Wir warten im Garten, nach einer halben Stunde ist Familie Gangl vom Feuerwehrfest zurück, und wir nehmen Quartier. Wir teilen unser Zimmer, welches ein "Vorzimmer" in Gestalt eines weiteren Zweibettzimmers hat, mit einer Bande von "Gelsen", jenem Tier, welches bekanntermaßen südlich des Semmerings Touristen jagt und ebenfalls südlich des Semmerings Touristen als Personen definiert, welche Gelsen jagen. Den im Zimmer vorhandenen chemischen Tod aus einem Elektroverdampfer, welcher ständig Insektizide abgibt, nehmen wir trotz Empfehlung der Wirtin nicht in Betrieb, was mir die Frage einbringt, ob ich vielleicht empfindlich gegen den Wirkstoff wäre.

Auf dem Balkon mit schönem Blick, leider auch auf die Durchgangsstraße, verweilen wir kurze Zeit.

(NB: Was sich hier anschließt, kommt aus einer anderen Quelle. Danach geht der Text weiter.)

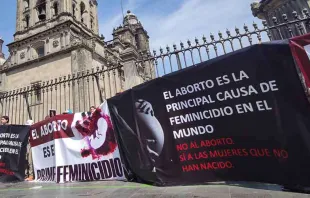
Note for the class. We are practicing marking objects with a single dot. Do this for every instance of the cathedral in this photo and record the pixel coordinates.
(59, 37)
(56, 38)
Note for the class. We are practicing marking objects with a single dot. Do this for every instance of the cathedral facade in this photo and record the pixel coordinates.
(56, 38)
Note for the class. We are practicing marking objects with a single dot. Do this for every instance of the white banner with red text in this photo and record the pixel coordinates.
(76, 147)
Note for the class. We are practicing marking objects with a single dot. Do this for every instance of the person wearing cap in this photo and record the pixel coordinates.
(29, 169)
(68, 111)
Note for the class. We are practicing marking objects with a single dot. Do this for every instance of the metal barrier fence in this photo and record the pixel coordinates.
(76, 92)
(83, 89)
(173, 59)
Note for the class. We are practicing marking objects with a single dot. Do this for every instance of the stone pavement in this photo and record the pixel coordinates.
(118, 189)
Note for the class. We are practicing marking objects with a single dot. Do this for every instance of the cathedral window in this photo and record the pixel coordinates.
(55, 8)
(41, 8)
(36, 87)
(40, 51)
(82, 9)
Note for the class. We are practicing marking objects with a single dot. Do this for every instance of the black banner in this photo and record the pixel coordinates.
(13, 148)
(240, 117)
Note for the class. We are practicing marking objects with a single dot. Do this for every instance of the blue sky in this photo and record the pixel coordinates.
(167, 21)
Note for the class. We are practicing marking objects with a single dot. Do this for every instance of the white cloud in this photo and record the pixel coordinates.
(192, 18)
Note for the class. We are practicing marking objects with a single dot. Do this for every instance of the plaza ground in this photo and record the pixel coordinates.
(118, 189)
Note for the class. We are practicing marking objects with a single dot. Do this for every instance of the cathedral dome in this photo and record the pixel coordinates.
(130, 18)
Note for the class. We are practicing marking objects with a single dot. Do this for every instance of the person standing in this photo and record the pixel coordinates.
(92, 109)
(5, 120)
(29, 166)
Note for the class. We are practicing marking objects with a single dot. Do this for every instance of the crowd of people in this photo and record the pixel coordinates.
(29, 171)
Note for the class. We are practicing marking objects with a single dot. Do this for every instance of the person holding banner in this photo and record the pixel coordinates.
(29, 166)
(5, 120)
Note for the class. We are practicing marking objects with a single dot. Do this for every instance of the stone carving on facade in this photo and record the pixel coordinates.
(55, 43)
(22, 55)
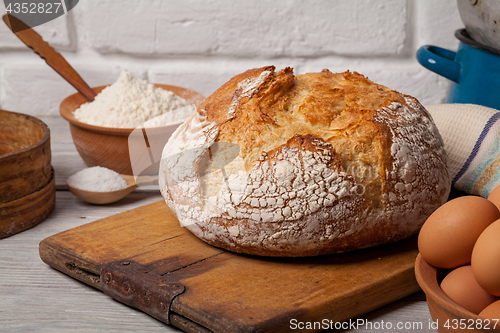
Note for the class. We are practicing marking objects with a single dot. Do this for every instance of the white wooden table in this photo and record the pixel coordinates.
(37, 298)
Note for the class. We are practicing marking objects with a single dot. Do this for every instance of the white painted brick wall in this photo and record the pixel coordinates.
(201, 44)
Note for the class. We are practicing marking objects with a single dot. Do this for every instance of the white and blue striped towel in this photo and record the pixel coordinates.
(471, 134)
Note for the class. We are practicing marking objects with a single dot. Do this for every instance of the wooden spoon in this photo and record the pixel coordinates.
(54, 59)
(103, 198)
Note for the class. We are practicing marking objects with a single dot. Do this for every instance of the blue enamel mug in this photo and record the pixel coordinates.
(474, 70)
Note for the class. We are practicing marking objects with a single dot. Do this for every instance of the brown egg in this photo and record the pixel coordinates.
(461, 287)
(495, 196)
(448, 236)
(492, 311)
(486, 259)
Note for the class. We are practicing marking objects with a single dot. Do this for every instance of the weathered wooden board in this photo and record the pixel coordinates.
(229, 292)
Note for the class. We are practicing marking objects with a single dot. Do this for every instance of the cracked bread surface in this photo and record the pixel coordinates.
(274, 164)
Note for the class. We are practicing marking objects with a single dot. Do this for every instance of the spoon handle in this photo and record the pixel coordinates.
(54, 59)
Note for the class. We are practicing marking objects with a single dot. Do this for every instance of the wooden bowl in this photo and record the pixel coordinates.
(25, 156)
(28, 211)
(449, 316)
(27, 188)
(107, 146)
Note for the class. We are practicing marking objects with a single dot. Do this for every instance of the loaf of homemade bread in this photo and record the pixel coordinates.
(274, 164)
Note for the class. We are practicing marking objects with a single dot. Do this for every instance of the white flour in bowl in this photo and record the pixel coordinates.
(128, 103)
(97, 179)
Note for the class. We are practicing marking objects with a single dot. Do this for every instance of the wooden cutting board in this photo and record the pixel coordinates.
(143, 258)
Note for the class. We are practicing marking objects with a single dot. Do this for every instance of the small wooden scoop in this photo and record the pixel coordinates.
(55, 60)
(103, 198)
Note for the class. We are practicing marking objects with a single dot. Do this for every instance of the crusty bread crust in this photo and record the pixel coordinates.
(277, 165)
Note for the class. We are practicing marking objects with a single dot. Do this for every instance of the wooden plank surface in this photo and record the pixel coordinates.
(37, 298)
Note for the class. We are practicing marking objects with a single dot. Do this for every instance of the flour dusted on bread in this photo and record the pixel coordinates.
(280, 165)
(131, 101)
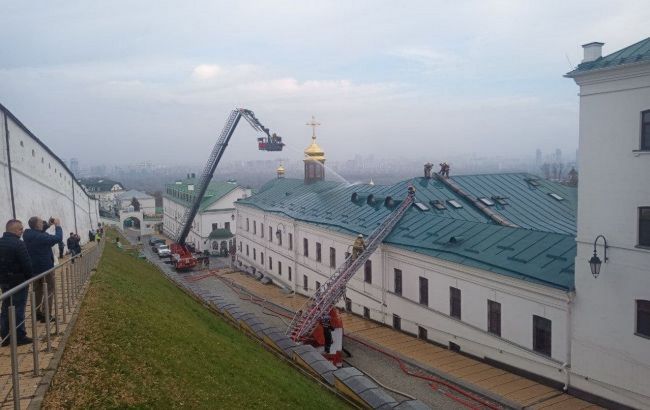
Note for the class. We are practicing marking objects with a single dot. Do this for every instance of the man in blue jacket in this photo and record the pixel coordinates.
(15, 268)
(39, 245)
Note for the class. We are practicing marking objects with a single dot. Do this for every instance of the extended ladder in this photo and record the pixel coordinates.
(329, 293)
(208, 171)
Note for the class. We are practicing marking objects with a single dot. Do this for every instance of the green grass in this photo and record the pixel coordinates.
(141, 342)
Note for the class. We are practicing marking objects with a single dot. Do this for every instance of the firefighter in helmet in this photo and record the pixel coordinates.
(358, 247)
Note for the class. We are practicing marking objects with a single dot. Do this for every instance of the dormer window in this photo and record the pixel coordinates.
(645, 130)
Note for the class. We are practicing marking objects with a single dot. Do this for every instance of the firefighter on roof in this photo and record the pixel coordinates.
(358, 247)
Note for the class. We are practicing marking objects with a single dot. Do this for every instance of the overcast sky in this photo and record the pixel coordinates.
(119, 82)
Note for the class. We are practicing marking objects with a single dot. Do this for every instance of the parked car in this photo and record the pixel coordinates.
(153, 241)
(163, 251)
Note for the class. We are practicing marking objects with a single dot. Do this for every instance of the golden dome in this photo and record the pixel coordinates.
(314, 151)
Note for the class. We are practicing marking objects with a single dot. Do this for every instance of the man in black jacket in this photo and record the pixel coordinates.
(39, 245)
(15, 268)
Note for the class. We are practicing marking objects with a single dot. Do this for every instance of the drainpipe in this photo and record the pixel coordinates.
(11, 180)
(74, 208)
(566, 366)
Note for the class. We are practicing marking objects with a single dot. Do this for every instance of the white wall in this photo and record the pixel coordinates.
(41, 183)
(519, 300)
(607, 358)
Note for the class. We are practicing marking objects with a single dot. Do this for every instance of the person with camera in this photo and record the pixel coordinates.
(15, 268)
(39, 246)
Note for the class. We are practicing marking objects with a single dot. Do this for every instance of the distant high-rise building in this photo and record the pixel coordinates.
(74, 165)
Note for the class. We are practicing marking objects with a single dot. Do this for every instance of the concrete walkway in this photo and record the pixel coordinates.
(505, 387)
(33, 386)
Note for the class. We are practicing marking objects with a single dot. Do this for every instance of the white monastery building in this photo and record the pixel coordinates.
(214, 225)
(146, 201)
(495, 266)
(610, 343)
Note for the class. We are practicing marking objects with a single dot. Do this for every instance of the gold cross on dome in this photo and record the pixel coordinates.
(313, 124)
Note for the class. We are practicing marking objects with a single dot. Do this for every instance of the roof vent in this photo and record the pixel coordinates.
(454, 203)
(421, 206)
(438, 204)
(592, 51)
(534, 182)
(487, 201)
(501, 200)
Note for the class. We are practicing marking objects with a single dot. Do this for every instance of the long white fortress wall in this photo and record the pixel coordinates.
(35, 182)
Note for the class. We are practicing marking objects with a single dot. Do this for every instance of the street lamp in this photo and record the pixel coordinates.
(595, 262)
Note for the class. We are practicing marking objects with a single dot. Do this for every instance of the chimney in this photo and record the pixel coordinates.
(592, 51)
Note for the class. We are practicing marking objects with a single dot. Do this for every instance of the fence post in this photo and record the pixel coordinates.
(32, 297)
(14, 356)
(46, 306)
(56, 305)
(63, 271)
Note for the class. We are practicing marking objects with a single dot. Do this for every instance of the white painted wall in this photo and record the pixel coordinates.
(42, 185)
(607, 358)
(519, 300)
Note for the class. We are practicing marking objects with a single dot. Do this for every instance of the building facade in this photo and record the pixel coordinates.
(106, 191)
(216, 212)
(447, 273)
(147, 202)
(34, 181)
(610, 351)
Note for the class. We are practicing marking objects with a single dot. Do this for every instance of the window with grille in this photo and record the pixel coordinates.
(644, 226)
(645, 130)
(398, 281)
(494, 317)
(423, 333)
(367, 271)
(424, 291)
(643, 318)
(541, 335)
(454, 302)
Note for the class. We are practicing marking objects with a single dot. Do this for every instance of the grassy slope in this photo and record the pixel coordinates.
(139, 341)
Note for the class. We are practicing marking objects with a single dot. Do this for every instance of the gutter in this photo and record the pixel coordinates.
(566, 366)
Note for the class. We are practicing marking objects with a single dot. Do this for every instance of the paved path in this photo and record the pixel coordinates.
(471, 373)
(29, 382)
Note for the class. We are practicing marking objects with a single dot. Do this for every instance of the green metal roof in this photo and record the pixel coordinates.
(529, 203)
(221, 233)
(542, 250)
(99, 184)
(636, 53)
(179, 192)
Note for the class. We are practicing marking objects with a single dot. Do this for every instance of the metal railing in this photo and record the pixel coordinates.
(56, 307)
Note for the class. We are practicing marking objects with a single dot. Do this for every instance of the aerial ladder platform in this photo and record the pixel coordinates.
(321, 304)
(182, 254)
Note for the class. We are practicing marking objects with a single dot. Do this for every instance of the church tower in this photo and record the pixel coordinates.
(314, 157)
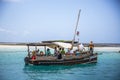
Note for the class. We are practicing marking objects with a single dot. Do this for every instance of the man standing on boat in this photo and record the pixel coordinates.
(81, 48)
(91, 46)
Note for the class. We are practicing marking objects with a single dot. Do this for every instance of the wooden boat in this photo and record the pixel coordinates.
(83, 57)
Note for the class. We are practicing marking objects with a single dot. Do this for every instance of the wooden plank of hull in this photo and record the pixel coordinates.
(91, 59)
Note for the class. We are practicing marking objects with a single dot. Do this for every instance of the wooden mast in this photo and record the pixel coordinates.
(76, 29)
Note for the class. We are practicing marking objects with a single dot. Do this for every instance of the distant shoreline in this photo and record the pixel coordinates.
(85, 44)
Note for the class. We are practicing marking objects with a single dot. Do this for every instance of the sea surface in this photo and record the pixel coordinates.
(12, 68)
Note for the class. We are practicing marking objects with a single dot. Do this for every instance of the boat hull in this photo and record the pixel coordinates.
(82, 60)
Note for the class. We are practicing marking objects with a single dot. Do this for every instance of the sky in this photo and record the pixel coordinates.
(39, 20)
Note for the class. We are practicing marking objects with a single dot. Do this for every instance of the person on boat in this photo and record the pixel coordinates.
(91, 46)
(81, 48)
(63, 51)
(33, 55)
(55, 51)
(59, 55)
(41, 53)
(48, 53)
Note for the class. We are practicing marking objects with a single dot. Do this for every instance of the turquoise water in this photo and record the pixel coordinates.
(12, 68)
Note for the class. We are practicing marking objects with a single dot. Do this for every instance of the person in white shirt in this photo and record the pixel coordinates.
(81, 47)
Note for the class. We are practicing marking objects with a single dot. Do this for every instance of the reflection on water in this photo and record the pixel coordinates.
(62, 72)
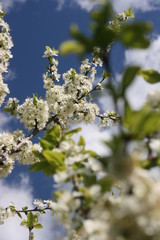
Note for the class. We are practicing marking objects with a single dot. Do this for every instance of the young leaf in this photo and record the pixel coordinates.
(128, 77)
(150, 75)
(134, 34)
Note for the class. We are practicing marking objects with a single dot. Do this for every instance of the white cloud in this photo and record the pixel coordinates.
(9, 4)
(21, 195)
(137, 5)
(84, 4)
(147, 59)
(119, 5)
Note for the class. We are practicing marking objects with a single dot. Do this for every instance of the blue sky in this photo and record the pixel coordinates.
(35, 24)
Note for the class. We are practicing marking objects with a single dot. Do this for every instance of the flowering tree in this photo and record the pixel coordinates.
(109, 197)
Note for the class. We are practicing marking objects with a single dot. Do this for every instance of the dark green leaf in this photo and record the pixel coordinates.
(134, 34)
(128, 77)
(150, 75)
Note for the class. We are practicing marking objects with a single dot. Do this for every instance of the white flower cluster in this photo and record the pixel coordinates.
(69, 101)
(108, 118)
(5, 54)
(53, 63)
(26, 155)
(33, 113)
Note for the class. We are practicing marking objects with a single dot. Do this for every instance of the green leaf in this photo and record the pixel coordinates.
(134, 34)
(45, 144)
(128, 77)
(30, 219)
(38, 226)
(71, 47)
(23, 223)
(141, 123)
(81, 142)
(129, 12)
(105, 74)
(19, 215)
(56, 159)
(70, 133)
(44, 166)
(150, 75)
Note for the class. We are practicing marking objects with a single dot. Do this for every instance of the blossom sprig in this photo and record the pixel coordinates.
(5, 54)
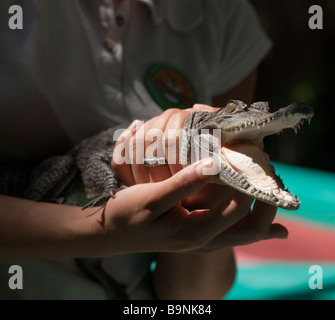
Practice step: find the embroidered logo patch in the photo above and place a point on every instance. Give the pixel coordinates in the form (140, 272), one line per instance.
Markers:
(169, 87)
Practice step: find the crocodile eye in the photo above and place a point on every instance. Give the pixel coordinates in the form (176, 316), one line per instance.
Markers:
(230, 107)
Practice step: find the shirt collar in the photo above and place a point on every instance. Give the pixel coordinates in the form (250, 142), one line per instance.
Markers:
(181, 15)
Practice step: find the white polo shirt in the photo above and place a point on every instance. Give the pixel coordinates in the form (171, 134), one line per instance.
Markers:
(78, 67)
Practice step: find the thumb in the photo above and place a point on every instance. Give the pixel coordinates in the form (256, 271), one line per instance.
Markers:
(167, 193)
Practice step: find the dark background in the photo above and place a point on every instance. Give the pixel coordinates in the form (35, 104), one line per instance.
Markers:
(300, 67)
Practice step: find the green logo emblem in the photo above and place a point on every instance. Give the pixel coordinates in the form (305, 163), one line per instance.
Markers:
(169, 87)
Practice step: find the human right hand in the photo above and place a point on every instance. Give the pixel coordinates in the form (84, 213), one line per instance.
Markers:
(151, 217)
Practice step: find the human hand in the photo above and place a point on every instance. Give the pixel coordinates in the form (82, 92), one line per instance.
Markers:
(167, 128)
(151, 217)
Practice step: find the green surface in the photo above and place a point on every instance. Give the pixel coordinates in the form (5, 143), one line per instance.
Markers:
(316, 190)
(275, 281)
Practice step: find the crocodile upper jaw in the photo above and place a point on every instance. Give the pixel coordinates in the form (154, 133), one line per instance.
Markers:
(244, 164)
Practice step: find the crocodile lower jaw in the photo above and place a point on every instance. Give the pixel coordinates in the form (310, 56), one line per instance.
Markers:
(246, 167)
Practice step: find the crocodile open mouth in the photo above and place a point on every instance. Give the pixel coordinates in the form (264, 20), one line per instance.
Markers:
(244, 164)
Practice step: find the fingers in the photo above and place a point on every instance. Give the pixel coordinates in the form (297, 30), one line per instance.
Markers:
(121, 154)
(224, 214)
(252, 228)
(162, 196)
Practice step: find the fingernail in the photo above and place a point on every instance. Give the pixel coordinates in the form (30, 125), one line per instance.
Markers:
(206, 167)
(135, 125)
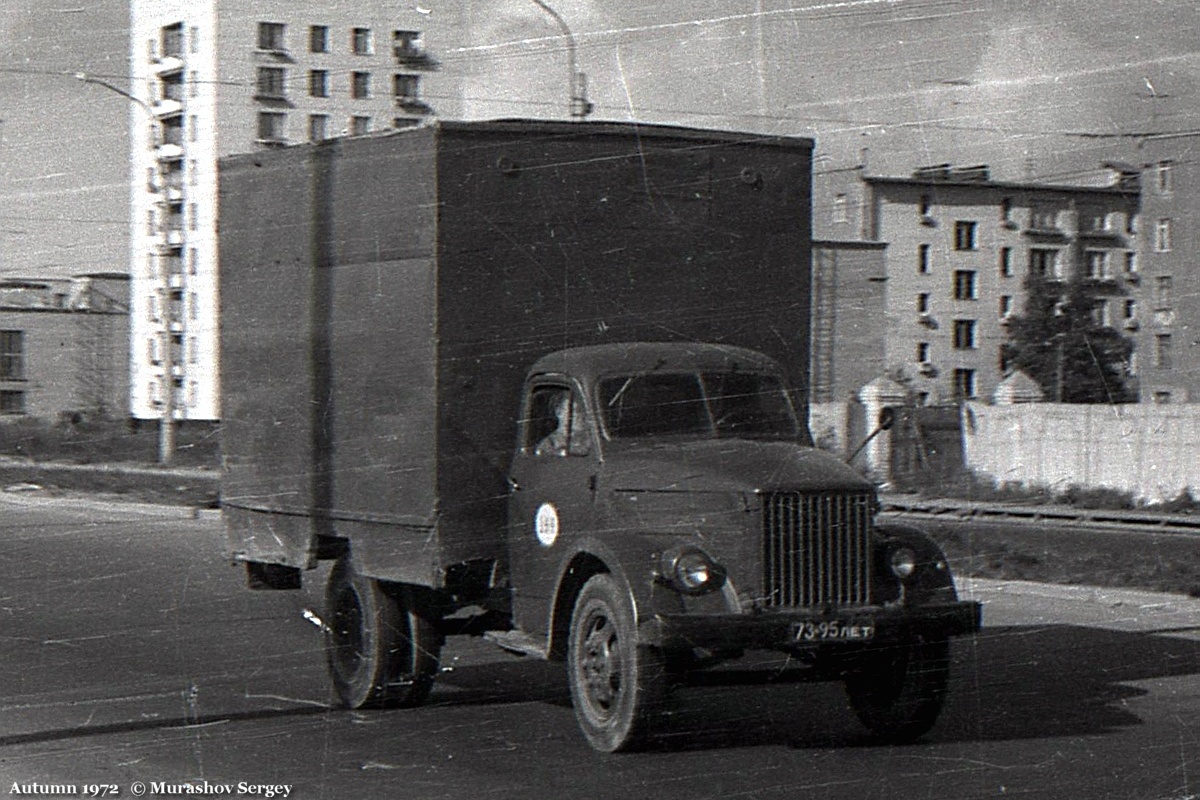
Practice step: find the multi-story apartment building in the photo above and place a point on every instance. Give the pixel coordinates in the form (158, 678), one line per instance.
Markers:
(214, 77)
(64, 347)
(959, 247)
(1168, 336)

Dann gehts nach dem Duschen zwecks Nahrungsaufnahme zu Fuß zurück Richtung St. Anna, dann links hinunter Richtung Plesch, um uns im Buschenschank Pfeifer an einer Brettljause um 40 Schilling zu laben. Die zwei Jausen hätten auch für drei gereicht. Alles, was der Weinbauer selber macht, ist vorhanden: Schweinebraten, Geselchtes und Geräuchertes, und frisch geriebener Kren. Davon lasse ich mir eine Extraportion bringen. Der offene Weiße ist süffig, der Welschriesling etwas herber, geht aber auch gut runter. Gegen 11 Uhr machen wir uns auf den ca. 2 km langen Rückweg, um die Gelsen noch vor Mitternacht zu treffen. Die sitzen schon vor dem Fernseher im Zimmer und warten auf uns. Na dann, gute Nacht.